Most of the known occurrences of Deinandra conjugens are in San Diego County in the United States. Most of them are located in the southern part of the county in areas such as Otay Mesa and Proctor Valley. The city of San Diego has a conservation plan for this species and monitors it. There are about 34 to 37 occurrences remaining; some known occurrences are thought to have been extirpated since the plant was federally listed.

==Conservation==
The region in which the plant lives is heavily impacted by development and other processes and exists now in a fragmented state. 70% of the plant's habitat within its range has been destroyed. Much of the territory previously threatened by development has been conserved within a number of nature reserves. Many are protected under a San Diego county ordinance. The San Diego National Wildlife Refuge created the Otay Tarplant Preserve, and Caltrans reserved a section of land for the plant near a busy highway. While many California populations are now protected, there are still many that are in danger of destruction. The status and distribution of this plant within Mexico are unknown.

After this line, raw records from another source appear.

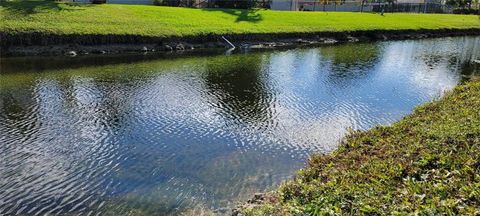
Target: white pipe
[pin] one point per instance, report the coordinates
(228, 42)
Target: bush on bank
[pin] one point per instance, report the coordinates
(427, 163)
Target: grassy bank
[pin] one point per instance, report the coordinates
(64, 18)
(427, 163)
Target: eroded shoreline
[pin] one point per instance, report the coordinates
(40, 44)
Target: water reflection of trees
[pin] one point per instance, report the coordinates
(238, 86)
(350, 61)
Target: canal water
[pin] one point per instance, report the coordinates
(193, 134)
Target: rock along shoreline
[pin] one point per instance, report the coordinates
(40, 44)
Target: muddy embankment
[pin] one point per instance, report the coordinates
(30, 44)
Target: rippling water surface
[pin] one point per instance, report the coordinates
(164, 135)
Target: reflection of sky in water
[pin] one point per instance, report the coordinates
(165, 135)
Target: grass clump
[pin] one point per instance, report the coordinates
(109, 19)
(428, 163)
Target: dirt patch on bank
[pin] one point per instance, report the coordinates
(29, 44)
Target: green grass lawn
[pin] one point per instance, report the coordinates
(65, 18)
(428, 163)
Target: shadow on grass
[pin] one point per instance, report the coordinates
(242, 15)
(32, 7)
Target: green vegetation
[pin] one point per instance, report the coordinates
(68, 18)
(428, 163)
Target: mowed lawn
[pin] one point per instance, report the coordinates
(68, 18)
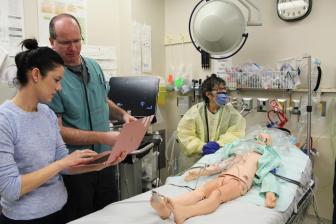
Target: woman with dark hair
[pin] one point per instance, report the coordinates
(32, 152)
(208, 125)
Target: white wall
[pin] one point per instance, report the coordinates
(266, 45)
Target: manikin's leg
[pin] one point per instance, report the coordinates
(227, 189)
(230, 190)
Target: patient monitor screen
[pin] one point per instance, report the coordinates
(137, 94)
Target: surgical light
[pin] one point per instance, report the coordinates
(217, 27)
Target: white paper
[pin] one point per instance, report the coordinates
(3, 56)
(12, 25)
(105, 57)
(146, 49)
(49, 8)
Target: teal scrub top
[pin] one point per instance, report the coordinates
(84, 106)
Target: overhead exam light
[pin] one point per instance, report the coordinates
(217, 27)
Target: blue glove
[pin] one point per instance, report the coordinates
(210, 147)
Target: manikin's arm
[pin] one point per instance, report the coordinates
(270, 200)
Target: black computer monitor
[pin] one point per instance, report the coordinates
(135, 94)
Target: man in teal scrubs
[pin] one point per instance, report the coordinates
(84, 111)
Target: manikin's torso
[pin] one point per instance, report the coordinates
(244, 167)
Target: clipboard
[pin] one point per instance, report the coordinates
(129, 139)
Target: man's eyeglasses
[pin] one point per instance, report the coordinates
(70, 42)
(220, 90)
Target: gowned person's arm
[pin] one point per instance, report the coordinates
(117, 113)
(73, 136)
(35, 179)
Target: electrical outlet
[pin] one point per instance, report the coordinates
(247, 103)
(295, 104)
(323, 106)
(262, 104)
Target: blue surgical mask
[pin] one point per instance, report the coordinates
(222, 98)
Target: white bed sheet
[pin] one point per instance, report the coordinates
(138, 210)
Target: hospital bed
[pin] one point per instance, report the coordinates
(298, 167)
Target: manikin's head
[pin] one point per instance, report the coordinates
(66, 38)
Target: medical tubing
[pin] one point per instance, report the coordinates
(315, 207)
(319, 75)
(170, 161)
(198, 48)
(289, 180)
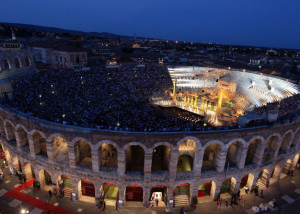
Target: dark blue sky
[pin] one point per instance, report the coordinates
(274, 23)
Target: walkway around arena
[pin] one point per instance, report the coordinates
(14, 196)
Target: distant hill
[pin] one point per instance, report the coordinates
(60, 30)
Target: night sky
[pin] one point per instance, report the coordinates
(271, 23)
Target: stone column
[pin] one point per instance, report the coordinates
(171, 193)
(18, 140)
(242, 158)
(76, 188)
(8, 157)
(221, 159)
(279, 173)
(121, 162)
(237, 187)
(95, 160)
(122, 190)
(217, 191)
(259, 153)
(253, 183)
(72, 160)
(146, 192)
(195, 192)
(148, 163)
(173, 163)
(198, 162)
(195, 103)
(34, 147)
(49, 146)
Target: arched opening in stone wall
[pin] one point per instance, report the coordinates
(60, 151)
(7, 64)
(295, 161)
(27, 61)
(210, 157)
(108, 157)
(227, 188)
(286, 168)
(275, 174)
(134, 192)
(296, 141)
(86, 188)
(16, 164)
(252, 151)
(64, 183)
(188, 147)
(29, 172)
(39, 143)
(185, 163)
(270, 149)
(206, 191)
(263, 179)
(182, 194)
(110, 192)
(285, 143)
(10, 132)
(246, 181)
(234, 154)
(45, 180)
(160, 158)
(135, 156)
(7, 156)
(158, 196)
(24, 142)
(18, 63)
(83, 154)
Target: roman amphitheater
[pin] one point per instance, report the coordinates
(128, 166)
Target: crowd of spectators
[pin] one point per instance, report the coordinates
(103, 98)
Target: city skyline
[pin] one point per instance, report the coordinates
(238, 23)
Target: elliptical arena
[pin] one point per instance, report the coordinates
(127, 166)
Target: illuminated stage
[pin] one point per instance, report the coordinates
(223, 95)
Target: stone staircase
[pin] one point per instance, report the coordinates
(260, 185)
(110, 196)
(182, 196)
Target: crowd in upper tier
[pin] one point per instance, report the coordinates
(112, 98)
(99, 98)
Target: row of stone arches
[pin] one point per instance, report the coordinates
(181, 193)
(188, 156)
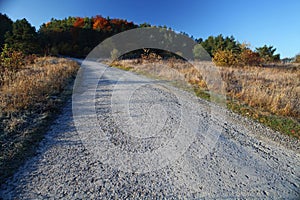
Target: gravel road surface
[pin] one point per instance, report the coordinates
(152, 141)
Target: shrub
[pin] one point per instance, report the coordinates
(249, 58)
(225, 58)
(10, 63)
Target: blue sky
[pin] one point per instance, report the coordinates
(258, 22)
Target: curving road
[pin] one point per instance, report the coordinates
(149, 140)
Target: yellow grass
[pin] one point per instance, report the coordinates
(34, 84)
(270, 95)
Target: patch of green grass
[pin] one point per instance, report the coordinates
(285, 125)
(125, 68)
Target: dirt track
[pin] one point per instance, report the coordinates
(150, 140)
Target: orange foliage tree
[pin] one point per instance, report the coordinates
(101, 23)
(79, 23)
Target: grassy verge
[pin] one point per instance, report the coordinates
(29, 103)
(268, 95)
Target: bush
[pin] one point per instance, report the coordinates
(249, 58)
(10, 63)
(225, 58)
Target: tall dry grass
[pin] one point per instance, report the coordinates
(29, 99)
(32, 85)
(269, 94)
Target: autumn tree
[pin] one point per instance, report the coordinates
(23, 37)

Besides outright habitat destruction, the plant is affected by several processes of habitat degradation. Introduced weeds have invaded the habitat, including brome grasses (Bromus spp.), wild oats (Avena spp.), and ryegrass (Lolium perenne). Off-road vehicles are used on some land that contains the plant, and trash dumping has been known to occur. The maintenance of rural roads that lead to utility outposts may affect the land. Many occurrences are near the international border, and Border Patrol activities affect the habitat there.